Besides this, I can also see a major issue that is also bogging down every other computer as well.
First, I would like to point out that we constructed a letter to Introversion regarding partial register stalls. These are performance hindering ASM-level bugs that, when hit, forces the CPU to take several cycles to clear the stall. We counted only SBB EAX,EAX stalls. We found there were as many as 27. At least 16.
After this letter, we received no reply from anyone, and after inquiring Tom about if the message was received, I got as a reply that Chris and Andy are looking into it, but are more concerned about graphics handling.
Now, I don't have a program debugging database available to trace what functions have these stalls, but I can probably tell you where one is. It's glaring.

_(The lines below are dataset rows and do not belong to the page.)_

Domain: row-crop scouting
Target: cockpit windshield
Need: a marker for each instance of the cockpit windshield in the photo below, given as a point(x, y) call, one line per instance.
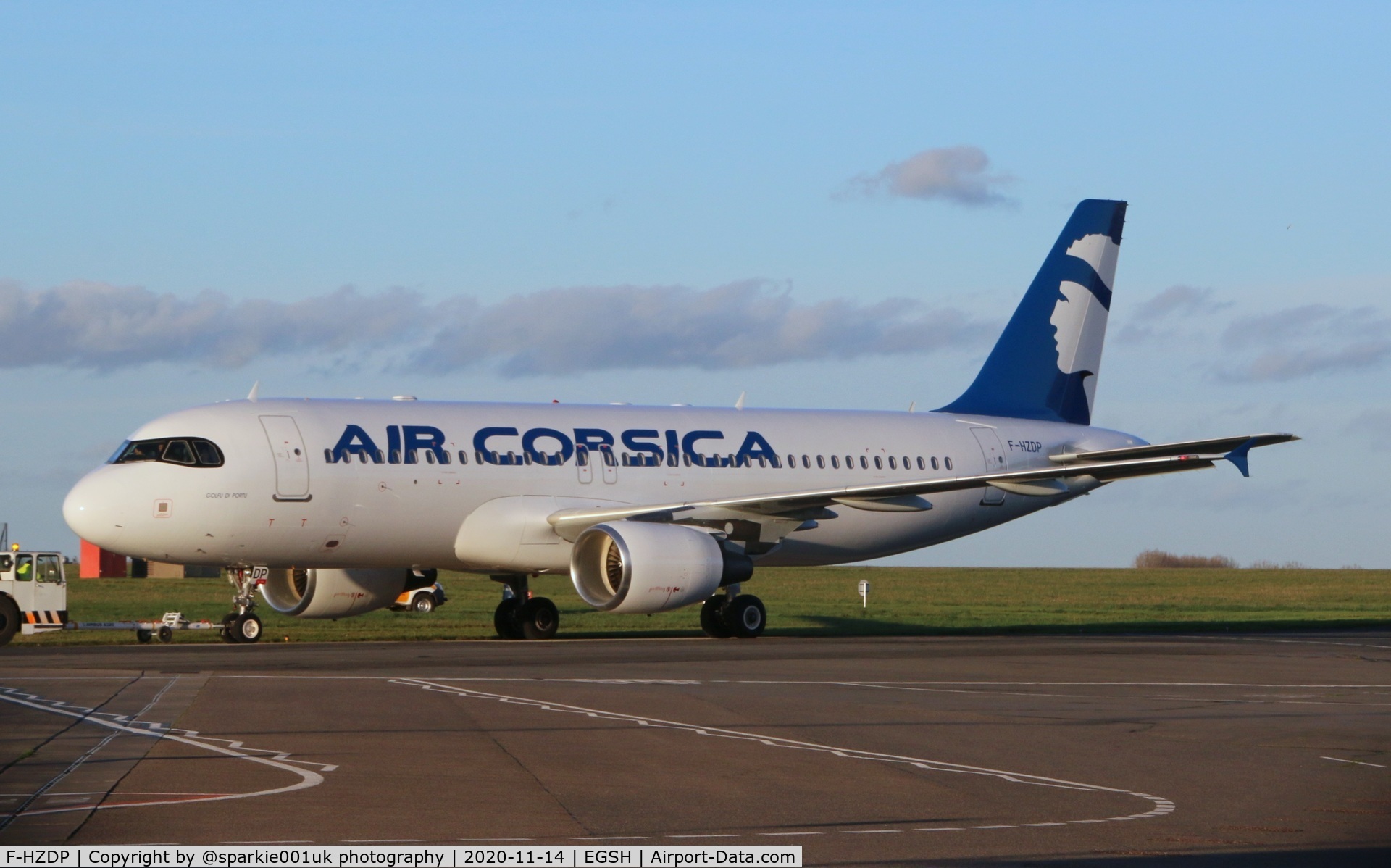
point(188, 451)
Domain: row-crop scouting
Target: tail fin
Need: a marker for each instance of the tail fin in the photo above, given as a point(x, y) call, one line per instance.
point(1046, 361)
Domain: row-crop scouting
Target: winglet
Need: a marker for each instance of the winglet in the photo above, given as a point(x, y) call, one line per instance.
point(1238, 456)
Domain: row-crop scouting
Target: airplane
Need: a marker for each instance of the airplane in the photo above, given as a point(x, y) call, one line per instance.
point(334, 508)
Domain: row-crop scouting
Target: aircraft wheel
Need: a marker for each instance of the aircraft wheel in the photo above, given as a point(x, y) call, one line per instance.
point(746, 617)
point(9, 619)
point(539, 618)
point(505, 619)
point(711, 619)
point(246, 627)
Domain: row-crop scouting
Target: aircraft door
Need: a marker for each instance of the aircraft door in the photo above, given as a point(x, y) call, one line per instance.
point(49, 586)
point(291, 461)
point(993, 454)
point(585, 464)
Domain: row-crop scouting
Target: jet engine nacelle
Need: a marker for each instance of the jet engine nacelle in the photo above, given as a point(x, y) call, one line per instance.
point(643, 567)
point(333, 593)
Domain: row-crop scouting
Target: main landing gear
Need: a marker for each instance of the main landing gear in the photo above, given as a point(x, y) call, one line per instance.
point(521, 615)
point(241, 626)
point(733, 615)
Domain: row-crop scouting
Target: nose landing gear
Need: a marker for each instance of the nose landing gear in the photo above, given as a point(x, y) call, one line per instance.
point(241, 625)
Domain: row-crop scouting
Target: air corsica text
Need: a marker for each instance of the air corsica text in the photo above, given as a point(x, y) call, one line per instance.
point(508, 446)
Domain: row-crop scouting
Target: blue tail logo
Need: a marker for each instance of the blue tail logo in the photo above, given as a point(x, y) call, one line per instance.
point(1046, 361)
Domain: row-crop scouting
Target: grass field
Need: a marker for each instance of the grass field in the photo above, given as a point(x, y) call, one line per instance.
point(822, 601)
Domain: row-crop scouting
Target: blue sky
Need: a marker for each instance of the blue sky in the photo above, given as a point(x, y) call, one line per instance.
point(464, 160)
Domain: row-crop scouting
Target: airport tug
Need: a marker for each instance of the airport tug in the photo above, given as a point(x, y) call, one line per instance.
point(34, 594)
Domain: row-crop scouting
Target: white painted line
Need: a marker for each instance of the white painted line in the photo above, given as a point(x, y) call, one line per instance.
point(234, 748)
point(701, 836)
point(1159, 804)
point(1353, 761)
point(786, 833)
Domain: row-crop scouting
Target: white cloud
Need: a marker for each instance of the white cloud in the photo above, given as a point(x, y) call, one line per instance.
point(1305, 341)
point(957, 174)
point(554, 331)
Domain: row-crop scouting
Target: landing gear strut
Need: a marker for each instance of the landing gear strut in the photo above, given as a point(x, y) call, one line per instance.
point(733, 614)
point(241, 626)
point(521, 615)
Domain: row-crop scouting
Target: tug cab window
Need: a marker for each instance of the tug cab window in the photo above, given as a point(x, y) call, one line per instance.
point(188, 451)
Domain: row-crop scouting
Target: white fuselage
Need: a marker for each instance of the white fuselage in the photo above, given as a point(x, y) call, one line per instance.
point(335, 505)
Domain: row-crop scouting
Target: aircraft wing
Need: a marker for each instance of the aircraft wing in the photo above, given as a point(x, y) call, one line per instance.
point(789, 511)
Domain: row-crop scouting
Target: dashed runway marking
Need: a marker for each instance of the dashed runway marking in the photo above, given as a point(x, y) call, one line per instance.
point(1353, 761)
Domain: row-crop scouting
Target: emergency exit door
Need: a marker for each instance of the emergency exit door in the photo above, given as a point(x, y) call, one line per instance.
point(291, 462)
point(993, 455)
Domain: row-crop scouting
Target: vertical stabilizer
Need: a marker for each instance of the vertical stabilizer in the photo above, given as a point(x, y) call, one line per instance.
point(1046, 361)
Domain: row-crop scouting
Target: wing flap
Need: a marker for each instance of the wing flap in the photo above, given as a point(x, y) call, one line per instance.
point(1188, 447)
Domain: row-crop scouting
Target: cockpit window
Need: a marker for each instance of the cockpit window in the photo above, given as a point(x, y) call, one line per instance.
point(208, 454)
point(180, 452)
point(187, 451)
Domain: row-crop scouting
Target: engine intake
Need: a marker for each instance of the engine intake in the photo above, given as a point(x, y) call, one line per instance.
point(333, 593)
point(643, 567)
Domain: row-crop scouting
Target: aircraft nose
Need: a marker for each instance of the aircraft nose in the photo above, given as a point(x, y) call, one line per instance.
point(95, 509)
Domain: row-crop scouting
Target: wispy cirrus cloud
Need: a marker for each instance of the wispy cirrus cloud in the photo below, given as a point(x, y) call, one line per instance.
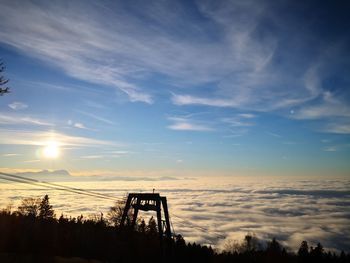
point(41, 138)
point(17, 105)
point(16, 119)
point(186, 124)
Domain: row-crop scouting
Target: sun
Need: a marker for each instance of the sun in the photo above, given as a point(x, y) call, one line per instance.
point(51, 150)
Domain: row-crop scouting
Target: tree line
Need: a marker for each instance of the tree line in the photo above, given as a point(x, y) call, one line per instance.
point(33, 233)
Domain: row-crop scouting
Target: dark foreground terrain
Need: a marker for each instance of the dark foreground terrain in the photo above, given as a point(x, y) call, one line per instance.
point(32, 233)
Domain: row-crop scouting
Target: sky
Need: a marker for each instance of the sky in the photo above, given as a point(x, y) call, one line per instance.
point(166, 88)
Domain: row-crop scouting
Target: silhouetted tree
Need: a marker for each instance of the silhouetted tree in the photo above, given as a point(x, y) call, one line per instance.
point(45, 209)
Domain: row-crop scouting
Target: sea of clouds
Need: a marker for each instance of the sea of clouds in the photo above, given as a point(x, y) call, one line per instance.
point(214, 210)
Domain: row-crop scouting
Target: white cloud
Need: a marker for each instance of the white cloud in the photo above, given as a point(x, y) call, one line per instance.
point(207, 210)
point(10, 154)
point(40, 138)
point(96, 117)
point(17, 105)
point(79, 125)
point(15, 119)
point(184, 124)
point(192, 100)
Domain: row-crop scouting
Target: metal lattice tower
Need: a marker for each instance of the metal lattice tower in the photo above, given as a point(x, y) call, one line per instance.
point(148, 202)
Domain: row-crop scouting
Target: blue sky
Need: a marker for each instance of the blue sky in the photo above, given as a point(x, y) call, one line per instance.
point(176, 87)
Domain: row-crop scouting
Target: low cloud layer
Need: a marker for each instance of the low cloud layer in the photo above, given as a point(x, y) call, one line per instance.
point(205, 211)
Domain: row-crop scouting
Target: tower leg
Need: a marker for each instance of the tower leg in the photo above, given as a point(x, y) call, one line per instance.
point(166, 215)
point(125, 212)
point(159, 218)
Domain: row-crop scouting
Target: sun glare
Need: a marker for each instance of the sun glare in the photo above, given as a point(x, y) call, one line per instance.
point(51, 150)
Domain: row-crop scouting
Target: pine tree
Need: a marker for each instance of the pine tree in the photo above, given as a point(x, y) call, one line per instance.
point(45, 209)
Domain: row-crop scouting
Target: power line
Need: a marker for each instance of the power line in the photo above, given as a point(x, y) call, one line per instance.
point(54, 186)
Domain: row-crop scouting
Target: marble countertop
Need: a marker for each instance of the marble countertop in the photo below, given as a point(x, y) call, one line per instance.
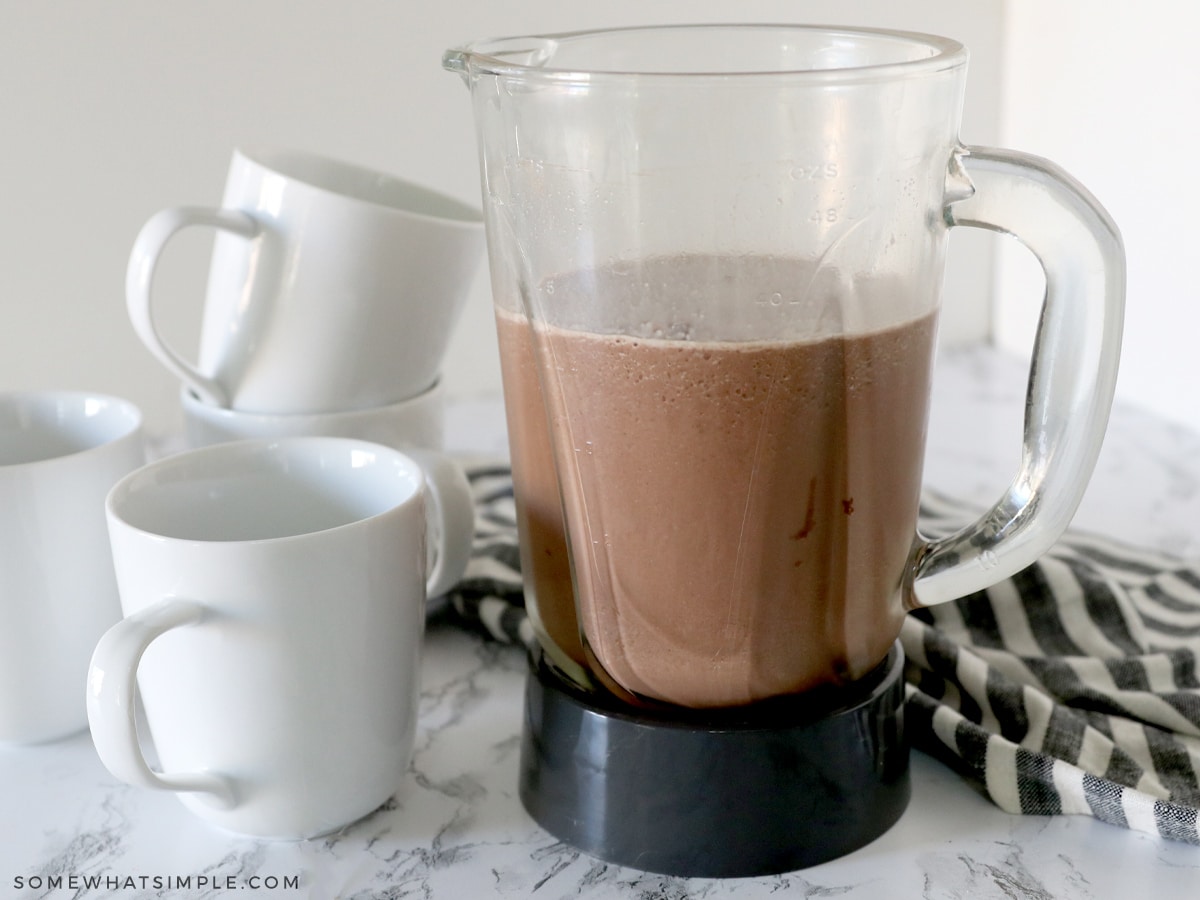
point(456, 828)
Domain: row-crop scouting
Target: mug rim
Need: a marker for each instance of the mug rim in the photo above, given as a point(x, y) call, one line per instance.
point(227, 415)
point(156, 474)
point(126, 419)
point(486, 57)
point(360, 184)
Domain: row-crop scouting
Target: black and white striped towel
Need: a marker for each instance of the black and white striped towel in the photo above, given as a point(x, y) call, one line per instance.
point(1071, 688)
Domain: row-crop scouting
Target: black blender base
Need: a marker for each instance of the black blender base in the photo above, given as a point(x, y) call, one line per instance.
point(762, 790)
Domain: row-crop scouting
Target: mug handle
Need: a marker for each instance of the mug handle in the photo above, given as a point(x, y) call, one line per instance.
point(112, 701)
point(139, 275)
point(450, 520)
point(1072, 375)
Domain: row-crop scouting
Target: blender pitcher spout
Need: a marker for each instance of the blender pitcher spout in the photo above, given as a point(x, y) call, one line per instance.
point(495, 57)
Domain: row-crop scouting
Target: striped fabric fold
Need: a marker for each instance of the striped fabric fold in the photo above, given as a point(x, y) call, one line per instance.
point(1069, 688)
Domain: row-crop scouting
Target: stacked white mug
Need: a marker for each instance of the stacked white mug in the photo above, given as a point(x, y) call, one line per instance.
point(313, 419)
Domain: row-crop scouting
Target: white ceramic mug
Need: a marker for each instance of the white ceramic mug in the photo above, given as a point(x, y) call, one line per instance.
point(274, 594)
point(60, 453)
point(331, 287)
point(414, 423)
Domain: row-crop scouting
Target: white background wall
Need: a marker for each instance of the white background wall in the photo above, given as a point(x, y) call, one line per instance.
point(1111, 91)
point(111, 111)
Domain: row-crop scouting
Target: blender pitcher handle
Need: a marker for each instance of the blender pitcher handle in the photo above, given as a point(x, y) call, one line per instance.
point(1073, 370)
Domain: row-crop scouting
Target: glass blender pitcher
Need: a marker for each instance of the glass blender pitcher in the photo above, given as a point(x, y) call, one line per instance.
point(717, 256)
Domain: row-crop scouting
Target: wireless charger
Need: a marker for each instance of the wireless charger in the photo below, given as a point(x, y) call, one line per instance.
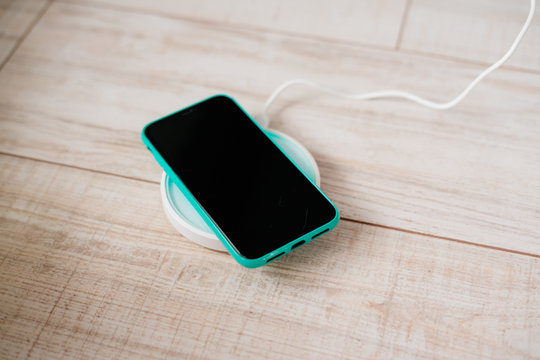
point(187, 221)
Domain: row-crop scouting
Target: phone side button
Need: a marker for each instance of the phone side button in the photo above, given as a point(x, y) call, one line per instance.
point(301, 242)
point(275, 257)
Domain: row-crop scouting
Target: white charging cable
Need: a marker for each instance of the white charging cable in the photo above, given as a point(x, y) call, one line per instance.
point(398, 94)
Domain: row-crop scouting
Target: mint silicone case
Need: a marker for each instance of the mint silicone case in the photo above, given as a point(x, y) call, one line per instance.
point(250, 263)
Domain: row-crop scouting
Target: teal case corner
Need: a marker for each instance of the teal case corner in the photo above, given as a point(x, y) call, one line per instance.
point(249, 263)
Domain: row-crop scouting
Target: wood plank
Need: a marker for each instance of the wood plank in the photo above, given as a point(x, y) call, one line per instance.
point(91, 268)
point(480, 30)
point(15, 18)
point(359, 21)
point(82, 86)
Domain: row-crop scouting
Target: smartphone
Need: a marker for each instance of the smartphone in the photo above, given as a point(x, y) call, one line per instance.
point(249, 192)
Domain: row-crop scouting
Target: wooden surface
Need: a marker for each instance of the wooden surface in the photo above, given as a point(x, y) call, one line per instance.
point(438, 251)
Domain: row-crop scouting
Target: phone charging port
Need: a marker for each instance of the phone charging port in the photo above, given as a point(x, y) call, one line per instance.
point(301, 242)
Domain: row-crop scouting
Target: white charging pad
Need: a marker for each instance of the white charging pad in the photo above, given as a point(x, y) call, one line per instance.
point(187, 221)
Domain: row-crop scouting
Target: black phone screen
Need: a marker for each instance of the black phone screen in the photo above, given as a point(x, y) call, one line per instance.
point(250, 189)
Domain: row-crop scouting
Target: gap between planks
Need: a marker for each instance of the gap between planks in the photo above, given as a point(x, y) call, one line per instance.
point(26, 32)
point(243, 27)
point(460, 241)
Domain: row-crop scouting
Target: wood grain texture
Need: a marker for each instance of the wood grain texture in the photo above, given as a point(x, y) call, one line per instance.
point(479, 30)
point(90, 268)
point(359, 21)
point(15, 18)
point(82, 86)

Get a mass of a thousand of so Darwinians from a Biosphere-type incubator and have them all follow an officer. After a small time, you will notice that your FPS goes to the shitter. Sure, there are a lot of Darwinians to process. But now throw a grenade to the center of them. Watch how fast they scatter. The FPS picks up with the AI response change. My guess is that the AI for following an officer has one of these partial stalls. Since it's called hundreds of times per frame in some situations, you can imagine was an effect it would have on the game play. There's your graphics handling. :/
These stalls can also reside in places we cannot stress-test, such as sky rendering code or airstrike formations, but we have no way of knowing without a .pdb.
Now, we know that Introversion is suffering some fiscal woes, and that this new Demo was made to impress the public and to put Darwinia back in the spotlight. We even offered help hunting down the stalls (since we wouldn't even need the source for that, but instead with a .pdb to find what functions were throwing them).
We would have loved to help, and still are willing, but cannot. And to us, the new demo, made to impress, does not.
I'm sorry if this seems blunt. But I feel that this new demo was released prior to being truly ready.